Swati Dyahadroy.

Department of Women and Gender Studies,
Savitribai Phule Pune University.


Swati Dyahadroy is working at the Women's Studies Center at Savitribai Phule Pune University for the last 20 years. Her research interests include the politics of development and critical understanding of the politics of nation in the post 90s period with reference to emergence of globalization and right-wing politics. She is passionate about developing women's studies as a critical field of inquiry, focusing on caste, gender and community politics. She also believes that the challenges posed before the sector of higher education in contemporary India can be better addressed by Women's Studies. She has been involved in curriculum building and setting up institutional practices at the centre and in a wider dialogue with the different worlds of Women's Studies for more than two decades. For the last ten years or so, she has been actively involved with developing and implementing research projects which were making interventions in higher education, especially in how gender and caste are playing important roles in shaping the space of higher education.
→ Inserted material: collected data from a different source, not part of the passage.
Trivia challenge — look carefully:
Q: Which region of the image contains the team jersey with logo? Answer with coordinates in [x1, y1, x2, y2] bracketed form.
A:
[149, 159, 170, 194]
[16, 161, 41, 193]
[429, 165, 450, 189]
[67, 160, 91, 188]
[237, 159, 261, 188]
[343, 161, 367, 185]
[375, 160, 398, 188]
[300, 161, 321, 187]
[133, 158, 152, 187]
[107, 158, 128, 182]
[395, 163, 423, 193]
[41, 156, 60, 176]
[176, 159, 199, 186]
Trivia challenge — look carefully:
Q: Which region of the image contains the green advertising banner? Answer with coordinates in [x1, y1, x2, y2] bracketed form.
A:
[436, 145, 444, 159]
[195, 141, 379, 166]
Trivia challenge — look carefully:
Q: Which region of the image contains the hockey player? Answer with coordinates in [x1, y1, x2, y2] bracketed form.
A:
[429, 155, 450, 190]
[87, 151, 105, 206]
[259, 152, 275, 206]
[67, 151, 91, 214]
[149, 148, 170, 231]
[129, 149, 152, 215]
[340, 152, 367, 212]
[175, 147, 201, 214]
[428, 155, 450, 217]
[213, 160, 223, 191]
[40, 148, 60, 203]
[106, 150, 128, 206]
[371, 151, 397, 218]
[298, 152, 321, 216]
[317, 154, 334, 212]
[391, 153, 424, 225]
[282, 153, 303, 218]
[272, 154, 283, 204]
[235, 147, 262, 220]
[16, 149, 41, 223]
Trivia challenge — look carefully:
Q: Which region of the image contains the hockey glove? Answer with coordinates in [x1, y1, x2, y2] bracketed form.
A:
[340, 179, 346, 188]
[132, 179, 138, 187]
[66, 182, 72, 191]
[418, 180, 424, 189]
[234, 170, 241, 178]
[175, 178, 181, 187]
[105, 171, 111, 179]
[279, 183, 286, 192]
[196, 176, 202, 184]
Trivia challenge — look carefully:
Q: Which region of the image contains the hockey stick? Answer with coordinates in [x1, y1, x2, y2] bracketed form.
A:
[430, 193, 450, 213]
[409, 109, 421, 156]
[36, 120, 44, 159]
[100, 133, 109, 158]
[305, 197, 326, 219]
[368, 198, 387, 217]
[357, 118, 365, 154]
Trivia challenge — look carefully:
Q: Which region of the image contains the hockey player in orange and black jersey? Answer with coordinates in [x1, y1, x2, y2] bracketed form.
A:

She was part of research projects such as ‘Developing Research and Teaching Capacity in Women’s/Gender Studies: Integrating Equality and Quality’ which mapped curriculum and pedagogic practices in different women’s studies centres. Further, she was part of another research project which mapped diversity and inclusion/exclusion in the space of higher education using a campus climate survey method titled, ‘Inclusive Universities: Linking Equity, Diversity and Excellence for the 21st Century’, supported under US-Indo Initiative during 2013-2017 in collaboration with University of Massachusetts, Amherst. Swati is continuously engaged with the issue of inclusion/exclusion of women/men from the marginalized communities, especially their experience of the site/curriculum, etc. She is also actively involved in building teaching/learning resources for women’s studies both in English and Marathi (regional language) and also active in reflecting upon what changes need to be made in the curriculum in order to make it more accessible and contemporary.